Type | What It Measures | Key Insight |
|---|---|---|
Customer Churn | Number of customers lost | Best for tracking logo retention |
Revenue Churn | MRR or ARR lost | Better for understanding financial impact |
Gross Churn | Total revenue lost, no offsets | Shows full scale of attrition |
Net Churn | Revenue lost minus expansion revenue | Can be negative (a healthy signal) |
Voluntary Churn | Customer actively cancels | Points to product, pricing, or fit issues |
Involuntary Churn | Payment failure, expired card | Fixable with billing automation |
Customer churn counts the number of accounts lost. Revenue churn measures the dollars. A founder who loses one enterprise account at $10,000/month has lower customer churn than one who loses ten SMB accounts at $50/month, but higher revenue churn.
Gross churn is the total revenue lost from cancellations and downgrades, with no offsets. Net churn subtracts expansion revenue from upsells and cross-sells.
If your existing customers expand fast enough, net churn can go negative. Negative churn means revenue grows even if you sign zero new customers: one of the clearest indicators of a healthy SaaS business.
Voluntary churn happens when a customer actively cancels. This signals dissatisfaction with the product, pricing, onboarding, or competitive pressure.

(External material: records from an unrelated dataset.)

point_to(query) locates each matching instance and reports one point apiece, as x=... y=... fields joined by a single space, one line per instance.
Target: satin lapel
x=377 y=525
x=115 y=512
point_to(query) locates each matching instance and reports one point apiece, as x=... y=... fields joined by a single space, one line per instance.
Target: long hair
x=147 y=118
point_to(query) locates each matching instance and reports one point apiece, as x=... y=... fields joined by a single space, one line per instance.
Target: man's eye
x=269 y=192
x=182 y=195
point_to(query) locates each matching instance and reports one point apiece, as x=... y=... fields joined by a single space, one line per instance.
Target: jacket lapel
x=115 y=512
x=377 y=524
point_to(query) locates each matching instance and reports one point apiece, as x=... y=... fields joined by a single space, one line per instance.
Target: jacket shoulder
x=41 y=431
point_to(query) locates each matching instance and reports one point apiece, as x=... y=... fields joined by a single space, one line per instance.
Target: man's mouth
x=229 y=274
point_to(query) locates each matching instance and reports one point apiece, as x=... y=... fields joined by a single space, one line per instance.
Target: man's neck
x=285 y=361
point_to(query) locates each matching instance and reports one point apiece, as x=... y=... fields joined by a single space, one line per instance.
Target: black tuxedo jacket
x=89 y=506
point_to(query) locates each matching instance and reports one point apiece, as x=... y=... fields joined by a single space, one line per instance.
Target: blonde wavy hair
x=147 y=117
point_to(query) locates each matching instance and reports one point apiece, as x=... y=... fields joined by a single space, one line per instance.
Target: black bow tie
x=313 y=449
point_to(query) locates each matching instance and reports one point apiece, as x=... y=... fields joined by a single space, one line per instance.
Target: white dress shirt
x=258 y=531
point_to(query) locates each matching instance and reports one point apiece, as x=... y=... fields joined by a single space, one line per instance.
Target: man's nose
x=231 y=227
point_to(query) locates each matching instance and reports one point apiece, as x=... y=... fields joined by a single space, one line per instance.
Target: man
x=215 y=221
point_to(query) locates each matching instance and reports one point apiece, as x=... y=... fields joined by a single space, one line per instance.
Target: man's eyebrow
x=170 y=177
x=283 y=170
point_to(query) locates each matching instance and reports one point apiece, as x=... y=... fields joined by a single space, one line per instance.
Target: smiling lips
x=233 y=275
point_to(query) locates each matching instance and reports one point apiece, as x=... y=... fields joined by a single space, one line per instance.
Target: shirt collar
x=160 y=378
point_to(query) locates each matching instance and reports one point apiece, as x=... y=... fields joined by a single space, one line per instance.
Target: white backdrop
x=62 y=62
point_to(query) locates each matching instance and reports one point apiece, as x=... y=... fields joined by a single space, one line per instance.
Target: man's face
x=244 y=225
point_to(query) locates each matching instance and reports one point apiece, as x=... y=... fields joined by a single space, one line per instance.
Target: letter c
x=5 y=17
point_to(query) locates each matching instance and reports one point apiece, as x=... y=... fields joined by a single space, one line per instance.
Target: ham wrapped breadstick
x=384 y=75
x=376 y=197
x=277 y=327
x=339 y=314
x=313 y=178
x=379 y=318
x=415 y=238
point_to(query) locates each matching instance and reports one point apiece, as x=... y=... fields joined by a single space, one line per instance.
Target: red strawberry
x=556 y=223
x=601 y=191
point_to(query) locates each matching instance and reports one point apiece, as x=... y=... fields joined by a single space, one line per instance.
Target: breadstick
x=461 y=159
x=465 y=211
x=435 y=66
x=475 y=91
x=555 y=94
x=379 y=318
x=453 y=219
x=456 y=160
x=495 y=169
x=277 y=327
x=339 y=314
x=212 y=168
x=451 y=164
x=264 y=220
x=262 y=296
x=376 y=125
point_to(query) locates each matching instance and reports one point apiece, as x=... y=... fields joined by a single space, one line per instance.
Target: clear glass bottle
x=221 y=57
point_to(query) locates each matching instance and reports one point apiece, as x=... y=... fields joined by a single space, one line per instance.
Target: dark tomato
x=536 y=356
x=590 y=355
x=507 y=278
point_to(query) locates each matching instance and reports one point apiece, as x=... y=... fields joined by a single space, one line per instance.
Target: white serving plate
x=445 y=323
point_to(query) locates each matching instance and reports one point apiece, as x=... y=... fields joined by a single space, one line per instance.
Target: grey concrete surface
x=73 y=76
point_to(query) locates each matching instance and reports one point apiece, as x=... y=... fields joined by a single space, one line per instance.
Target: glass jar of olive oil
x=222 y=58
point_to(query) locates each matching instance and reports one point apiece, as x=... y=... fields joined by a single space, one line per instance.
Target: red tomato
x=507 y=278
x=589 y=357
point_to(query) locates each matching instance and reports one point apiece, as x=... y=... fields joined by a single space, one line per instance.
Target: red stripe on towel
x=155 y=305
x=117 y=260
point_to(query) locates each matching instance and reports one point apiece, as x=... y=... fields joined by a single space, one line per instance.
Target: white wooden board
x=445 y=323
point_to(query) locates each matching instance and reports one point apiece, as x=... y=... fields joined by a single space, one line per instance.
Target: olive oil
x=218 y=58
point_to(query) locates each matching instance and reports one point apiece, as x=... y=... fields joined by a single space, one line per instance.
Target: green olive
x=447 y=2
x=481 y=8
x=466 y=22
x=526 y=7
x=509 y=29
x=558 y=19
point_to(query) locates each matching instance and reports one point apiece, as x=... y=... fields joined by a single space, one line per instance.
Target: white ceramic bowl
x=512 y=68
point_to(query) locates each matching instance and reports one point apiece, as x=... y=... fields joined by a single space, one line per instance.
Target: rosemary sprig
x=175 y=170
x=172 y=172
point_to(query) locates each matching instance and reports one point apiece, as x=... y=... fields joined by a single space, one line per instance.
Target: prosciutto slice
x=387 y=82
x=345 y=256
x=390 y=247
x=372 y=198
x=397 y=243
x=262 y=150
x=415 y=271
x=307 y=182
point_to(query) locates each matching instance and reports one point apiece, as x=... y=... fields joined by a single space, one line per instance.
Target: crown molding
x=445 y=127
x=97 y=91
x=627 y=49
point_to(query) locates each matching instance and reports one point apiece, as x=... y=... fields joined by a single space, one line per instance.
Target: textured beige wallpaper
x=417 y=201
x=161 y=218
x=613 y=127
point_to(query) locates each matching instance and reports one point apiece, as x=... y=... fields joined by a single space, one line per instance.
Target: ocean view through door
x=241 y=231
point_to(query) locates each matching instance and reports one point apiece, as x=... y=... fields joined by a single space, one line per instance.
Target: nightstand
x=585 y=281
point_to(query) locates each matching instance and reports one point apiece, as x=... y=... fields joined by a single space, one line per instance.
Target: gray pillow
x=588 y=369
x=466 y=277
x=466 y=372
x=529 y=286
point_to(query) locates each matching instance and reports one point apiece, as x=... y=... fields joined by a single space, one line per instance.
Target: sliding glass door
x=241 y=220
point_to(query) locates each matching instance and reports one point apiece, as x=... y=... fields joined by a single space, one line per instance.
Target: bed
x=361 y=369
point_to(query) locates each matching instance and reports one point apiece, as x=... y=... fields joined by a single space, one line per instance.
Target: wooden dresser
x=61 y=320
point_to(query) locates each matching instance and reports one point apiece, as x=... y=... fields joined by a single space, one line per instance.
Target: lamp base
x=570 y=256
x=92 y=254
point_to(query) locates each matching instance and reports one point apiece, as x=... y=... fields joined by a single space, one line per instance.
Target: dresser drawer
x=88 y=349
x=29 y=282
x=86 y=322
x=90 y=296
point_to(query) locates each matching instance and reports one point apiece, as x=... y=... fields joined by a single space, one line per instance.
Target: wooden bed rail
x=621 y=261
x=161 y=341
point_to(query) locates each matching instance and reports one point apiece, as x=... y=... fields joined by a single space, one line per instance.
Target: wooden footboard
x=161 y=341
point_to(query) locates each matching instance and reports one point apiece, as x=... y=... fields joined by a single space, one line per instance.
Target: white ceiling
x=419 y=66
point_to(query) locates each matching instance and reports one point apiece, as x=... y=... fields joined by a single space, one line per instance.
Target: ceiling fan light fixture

Involuntary churn happens when a payment fails or a card expires. Recurly's benchmark data shows voluntary churn accounts for 2.41% and involuntary for 0.86% of their merchants' 3.27% average monthly rate. The involuntary portion is fixable with dunning management, card updaters, and intelligent payment retries.
Every customer you retain keeps paying and often pays more over time through upgrades and expanded seats. If your expansion revenue from existing customers exceeds what you lose from cancellations, you achieve negative net churn. Revenue grows without a single new logo.
Low churn stabilizes your MRR and ARR, which makes financial planning reliable. You can model growth, headcount, and burn with confidence when your existing revenue base is largely secure.
According to Forbes, the cost of acquiring a new customer is 5x higher than retaining an existing one. Every churned customer you prevent avoids the full cost of another acquisition cycle.
Vitally's 2025 SaaS benchmarks note that B2B SaaS churn dropped from a 7.5% peak in late 2021 to 3.5% in 2025. Companies with strong retention command stronger valuations. Low churn supports higher revenue multiples.
Tracking churn by cohort, plan type, and acquisition channel reveals where your product-market fit is strong and where it's weak. A company with 3% overall churn might discover its SMB cohort is churning at 12% while enterprise holds at 2%. That's a signal you can't find in a blended number.
There is no universal formula for churn. Some companies use beginning-of-period counts, others use averages. Some include trial users, some exclude them.
This makes benchmarking unreliable unless you know how a peer company calculates it. Document your formula, apply it every period, and only compare benchmarks with the same methodology in mind.
Involuntary churn from failed payments gets misread as customers leaving because they're unhappy with the product. This sends product and customer success teams chasing a problem that billing automation could solve.
Recurly reports that 54.5% of its merchants saw decreased churn in 2024 by implementing retention features like pause options, tiered pricing, and automated payment recovery.
By the time customers cancel, the underlying issue has existed for weeks or months. Churn is a lagging indicator.
Pair it with leading indicators: product engagement rates, feature adoption, NPS scores, and support ticket volume. Act before customers reach the cancellation stage.
A healthy blended churn rate can mask catastrophic churn in a specific customer segment. UserMotion's 2024 benchmark data shows large organizations average 3.8% annual churn while small businesses average 7.5%.
Segment your churn by plan tier, company size, acquisition channel, and cohort to find where the real problems are hiding.
Churn rate is the clearest signal of whether your business model is working. A high rate means you're spending to acquire customers you can't keep. A low rate means your product delivers enough ongoing value that customers stay and often spend more over time.
For founders, the goal isn't to eliminate churn entirely. It's to understand where it comes from, segment it by cohort and type, and act on both voluntary and involuntary causes before they compound.